Georgian TV stations air footage of jail brutality
GEORGIAN PRESIDENT Mikheil Saakashvili has urged voters not to abandon his party in forthcoming parliamentary elections, amid protests over a prison brutality scandal that has forced two cabinet ministers to resign.
The interior minister and prisons minister stepped down after television stations aligned with opposition leader Bidzina Ivanishvili aired footage of prison guards beating and raping male inmates.
The footage prompted thousands of people to protest on the streets of the capital, Tbilisi, and other major towns in recent days, just as Georgia gears up for the October 1st election.
Recent surveys have given Mr Saakashvili’s ruling party a healthy lead over Mr Ivanishvili’s newly formed Georgian Dream alliance, but uproar over the treatment of prisoners could undermine the president’s claims to be rooting out crime and corruption and rapidly modernising the country.
“What happened goes beyond any human principles . . . I have rarely in my life been so angry and outraged – perhaps never,” Mr Saakashvili said.

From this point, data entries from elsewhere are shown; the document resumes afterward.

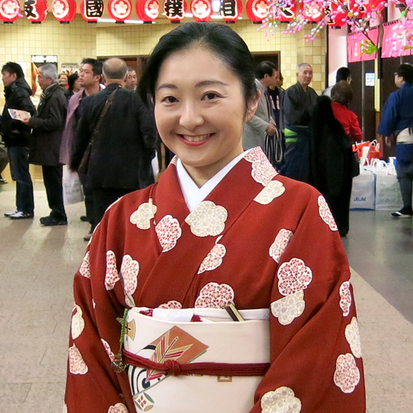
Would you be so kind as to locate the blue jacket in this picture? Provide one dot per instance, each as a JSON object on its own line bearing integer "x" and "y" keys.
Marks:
{"x": 398, "y": 111}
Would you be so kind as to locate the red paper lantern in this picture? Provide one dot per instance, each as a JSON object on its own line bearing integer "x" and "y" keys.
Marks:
{"x": 201, "y": 10}
{"x": 91, "y": 10}
{"x": 335, "y": 16}
{"x": 35, "y": 10}
{"x": 231, "y": 10}
{"x": 257, "y": 10}
{"x": 175, "y": 10}
{"x": 288, "y": 12}
{"x": 64, "y": 10}
{"x": 313, "y": 11}
{"x": 148, "y": 10}
{"x": 120, "y": 10}
{"x": 9, "y": 10}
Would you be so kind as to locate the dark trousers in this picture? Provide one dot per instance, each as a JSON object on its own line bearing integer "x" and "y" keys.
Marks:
{"x": 102, "y": 198}
{"x": 52, "y": 178}
{"x": 19, "y": 168}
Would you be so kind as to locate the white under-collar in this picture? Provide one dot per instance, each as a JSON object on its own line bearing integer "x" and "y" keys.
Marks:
{"x": 194, "y": 195}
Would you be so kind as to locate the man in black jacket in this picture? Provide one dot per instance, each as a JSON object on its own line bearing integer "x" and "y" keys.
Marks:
{"x": 16, "y": 137}
{"x": 47, "y": 127}
{"x": 122, "y": 150}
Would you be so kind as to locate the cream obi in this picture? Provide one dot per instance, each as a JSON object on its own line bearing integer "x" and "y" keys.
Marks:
{"x": 208, "y": 365}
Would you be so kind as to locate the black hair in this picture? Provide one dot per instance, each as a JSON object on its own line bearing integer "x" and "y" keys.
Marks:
{"x": 405, "y": 70}
{"x": 97, "y": 65}
{"x": 265, "y": 68}
{"x": 14, "y": 69}
{"x": 342, "y": 93}
{"x": 221, "y": 40}
{"x": 71, "y": 79}
{"x": 343, "y": 74}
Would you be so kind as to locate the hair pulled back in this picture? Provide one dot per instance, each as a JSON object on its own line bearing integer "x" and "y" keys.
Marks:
{"x": 221, "y": 40}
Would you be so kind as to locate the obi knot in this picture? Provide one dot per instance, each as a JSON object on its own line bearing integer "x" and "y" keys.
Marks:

“But we should not throw out the baby with the bath water . . . I do not want this small fragment, which is like a cancer in our body, to destroy the state. The cancer needs to be treated radically and we have already done that and will continue doing it.”
Mr Saakashvili joined other officials in suggesting that opposition forces were linked to the scandal, saying: “I call on everyone not to use human fate . . . for various political games . . . Society’s main instinct should be to move the country forward and not let it return to the dark past.”
The state prosecutor’s office said 11 prison officials had been arrested, and that some guards had organised and filmed the attacks in return for substantial sums of money from an unnamed source.
“I want to tell those who were financing it: how can everything be traded for elections? How can everything be used for gaining political dividends?” Mr Saakashvili said.
Allies of the billionaire Mr Ivanishvili, Georgia’s richest man, deny any involvement in the scandal. Irakli Alasania, a leading member of Georgian Dream, said the footage “unmasked Saakashvili’s regime, exposing a sadistic mechanism hidden behind its glossy facade”.
Mr Saakashvili is the West’s main ally in the volatile and strategically important Caucasus region, but critics accuse him of stifling dissent, cracking down on opponents and making appalling miscalculations four years ago when Georgia lost a brief war with Russia.
Mr Ivanishvili has been stripped of Georgian citizenship and fined millions of euro for alleged campaign funding violations since entering politics. He also says his activists have been threatened, beaten and wrongly arrested by the police and Saakashvili loyalists.
Government officials deny the tycoon or his allies face discrimination, and accuse him of using his fortune to “buy” power and of planning to restore Russian influence over Georgia.
Mr Ivanishvili says he will accept election results that are approved by western monitors. But he has also threatened to bring one million protesters on to the streets if the vote is rigged.